Dieser grelle Dialog ist aus „Der Meister des jüngsten Tages“ von Leo Perutz. Die Pointe dieses unheimlichen Kriminalromans: Hinter all den Todesfällen steht eine Droge, die nicht nur grauenhafte Angst auslöst, sondern auch den Sehsinn so verändert, dass man eine für Menschen normalerweise unsichtbare Farbe sieht: das rätselhafte Drommetenrot, das, so Perutz, „die Farbe sein könnte, die die Physiker das Infrarot nennen“.

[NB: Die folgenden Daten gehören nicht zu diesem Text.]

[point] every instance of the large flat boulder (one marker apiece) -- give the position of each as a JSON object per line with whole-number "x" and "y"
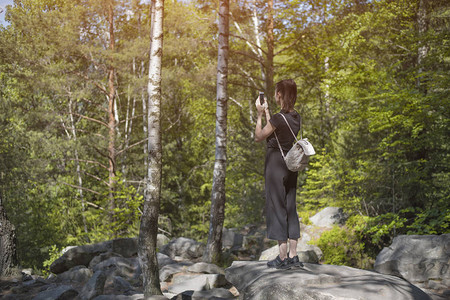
{"x": 183, "y": 249}
{"x": 79, "y": 256}
{"x": 328, "y": 217}
{"x": 254, "y": 280}
{"x": 305, "y": 252}
{"x": 421, "y": 259}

Könnte es sein, dass irgendein Mensch wirklich Infrarot sieht? Vielleicht durch eine kleine Mutation eines der Farbrezeptorengene – ein wenig in jenen Bereich des elektromagnetischen Spektrums hinein, der energetisch „unter“ der Farbe Rot liegt? Wie würde er uns die Aura dieser Farbe beschreiben? Als ungeheuerlich? Oder als warm und freundlich? Und würden wir überhaupt draufkommen, dass er sieht, was wir nicht sehen?

Das ist keine absurde Spekulation. Es ist in der Evolution einer Art immer wieder passiert, dass manche Individuen mehr Farben sehen als andere. Irgendwann gab es z.B. einen ersten Affen, der Rot von Grün unterscheiden konnte, was die meisten Säugetiere – die nur zwei Farbrezeptoren statt drei haben – nicht können.

Unvorstellbar? Den umgekehrten Fall kennen wir gut: Es gibt Menschen, die genau das nicht können, weil eines der beiden Farbrezeptorengene, in die sich im Lauf der Affen-Evolution das Vorläufergen aufgespalten hat, nicht funktioniert. Sie sind rot-grün-blind. Das ist nicht selten: Neun Prozent der Männer sind davon betroffen, aber nur 0,8 Prozent der Frauen. (Das liegt daran, dass das entsprechende Gen auf dem X-Chromosom liegt.)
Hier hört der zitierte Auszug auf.